NEW YORK .- The laboratories manufacturers of antidepressants, like Prozac (fluoxetine), never published results of nearly a third of the clinical trials done to obtain approval of these drugs, as well deceived, deliberately, to physicians and consumers about their real effectiveness. This was revealed by a study published yesterday in The New England Journal of Medicine.

In published clinical studies on antidepressants, about 60% of the people who drank reported getting significant relief from depression, compared with about 40% of those taking placebo pills. But if you include the less positive trials, unpublished, the benefits fade: antidepressants are better that placebos only by a modest margin, ending that report.

Previous studies have found a similar tendency to report positive results in a wide variety of medications, and many researchers have questioned the supposed effectiveness of antidepressants. But this new analysis, which reviewed data from 74 trials with 12 different drugs, is the most thorough to date.

And it documents a large difference: while 94% of studies with positive results became public, only 14% of those with disappointing or uncertain results were succeeded.

The findings probably will fuel the continued debate about how information about drug trials is reported. In 2004, after revelations that negative findings from antidepressant clinical studies were not published, a group of leading journals agreed to stop publishing clinical trials that were not registered in a public database.

trade groups representing major global pharmaceutical companies announced that their members would begin to spread more information about their studies faster, on its own database:
www.clinicalstudyresults.org . And last year, Congress gave current legislation that expands the types of clinical trials and the depth of information that must be reported to www.clinicaltrials.gov, a public database operated by the National Library of Medicine that country.

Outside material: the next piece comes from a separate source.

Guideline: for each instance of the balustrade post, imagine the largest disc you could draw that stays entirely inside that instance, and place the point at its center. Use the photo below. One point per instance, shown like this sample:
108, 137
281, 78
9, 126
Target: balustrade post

The website of the Food and Drug Administration (FDA), United States, provides limited access to recent reviews of clinical trials, but critics say it is mur difficult to "navigate."

safely prescribe

"This is a very important study for two reasons," said Dr. Jeffrey M. Drazen, editor in chief The New England Journal of Medicine -. The first is that when you prescribe a drug, you want to be sure you have the best possible information, one would not do if you only knew a third of the truth about a drug. "

Second, Dr. Drazen continued, is that "we must be respectful of people who participate in a clinical trial.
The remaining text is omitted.